Once the baby is home, you can help your other children adjust to the changes. Include them as much as possible in the daily activities involving the baby so that they don't feel left out.
Many children want to help take care of a new baby. Though that "help" may mean that each task takes longer, it can give an older child a chance to interact with the baby in a positive way. Depending on their age, a big brother or sister may want to entertain the baby during a nappy change, help push the pram, talk to the baby, or help dress, bathe the baby.
If your child expresses no interest in the baby, don't be alarmed and don't force it. It can take time.
Some occasions, like breastfeeding, excludes older kids. For these times, try to have toys on hand so that you can feed the baby without being interrupted or worrying about an older child feeling left out.

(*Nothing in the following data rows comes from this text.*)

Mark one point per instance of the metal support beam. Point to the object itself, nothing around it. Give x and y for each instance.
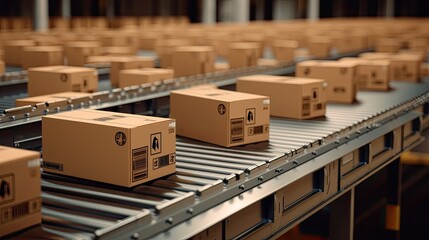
(342, 217)
(65, 9)
(209, 12)
(313, 10)
(390, 8)
(284, 9)
(41, 15)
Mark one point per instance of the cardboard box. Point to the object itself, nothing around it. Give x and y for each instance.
(55, 79)
(13, 51)
(130, 149)
(284, 50)
(405, 67)
(340, 76)
(130, 77)
(290, 97)
(2, 67)
(243, 54)
(131, 62)
(77, 52)
(221, 117)
(49, 98)
(42, 56)
(20, 199)
(319, 47)
(193, 60)
(390, 45)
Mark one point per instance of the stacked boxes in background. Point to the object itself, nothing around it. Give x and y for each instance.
(50, 98)
(290, 97)
(340, 76)
(220, 117)
(193, 60)
(139, 76)
(40, 56)
(55, 79)
(20, 190)
(131, 62)
(129, 150)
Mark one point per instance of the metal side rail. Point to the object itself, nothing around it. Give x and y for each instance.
(214, 183)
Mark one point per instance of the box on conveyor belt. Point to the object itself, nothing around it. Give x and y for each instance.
(340, 76)
(55, 79)
(20, 190)
(290, 97)
(13, 51)
(50, 98)
(39, 56)
(284, 50)
(221, 117)
(2, 67)
(405, 67)
(130, 62)
(77, 52)
(243, 54)
(115, 148)
(371, 74)
(130, 77)
(193, 60)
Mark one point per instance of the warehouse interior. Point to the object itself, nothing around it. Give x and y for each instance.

Take advantage of chances for one-on-one time with older kids. Spend time together while the baby is sleeping and, if possible, set aside time each day for older kids to get one parent's undivided attention. Knowing that there's special time just for them may help ease any resentment or anger about the new baby.

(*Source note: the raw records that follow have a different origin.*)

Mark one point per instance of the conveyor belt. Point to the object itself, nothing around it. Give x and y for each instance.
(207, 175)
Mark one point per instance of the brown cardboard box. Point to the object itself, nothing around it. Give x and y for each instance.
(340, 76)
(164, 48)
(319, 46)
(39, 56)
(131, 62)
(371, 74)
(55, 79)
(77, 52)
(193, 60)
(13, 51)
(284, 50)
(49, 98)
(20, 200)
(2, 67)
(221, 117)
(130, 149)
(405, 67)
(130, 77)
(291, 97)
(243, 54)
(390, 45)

Also remind relatives and friends that your older child might want to talk about something other than the new baby. If relatives or friends ask how they can help, suggest a fun activity or something special for the older child.

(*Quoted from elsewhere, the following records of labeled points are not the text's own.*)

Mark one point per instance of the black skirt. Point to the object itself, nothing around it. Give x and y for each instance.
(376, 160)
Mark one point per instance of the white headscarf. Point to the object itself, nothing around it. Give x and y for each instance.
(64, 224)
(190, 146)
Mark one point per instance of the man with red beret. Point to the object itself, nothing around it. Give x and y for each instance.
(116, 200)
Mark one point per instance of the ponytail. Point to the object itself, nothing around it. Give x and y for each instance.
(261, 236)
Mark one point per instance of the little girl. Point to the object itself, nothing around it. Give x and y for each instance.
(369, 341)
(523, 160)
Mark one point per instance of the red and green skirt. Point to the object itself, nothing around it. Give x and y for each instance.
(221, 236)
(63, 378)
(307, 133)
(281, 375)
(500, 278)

Continue to send your older child to childcare or to school, if you're able. It's normal to feel guilty about sending your older child away since now you're home with the new baby (and if you're home, you might feel that everyone should be). But keeping normal routines is helpful for siblings. This time can give you precious one-on-one time with the baby that you might not otherwise have. When your older child comes home from childcare or school, plan for some quality family time.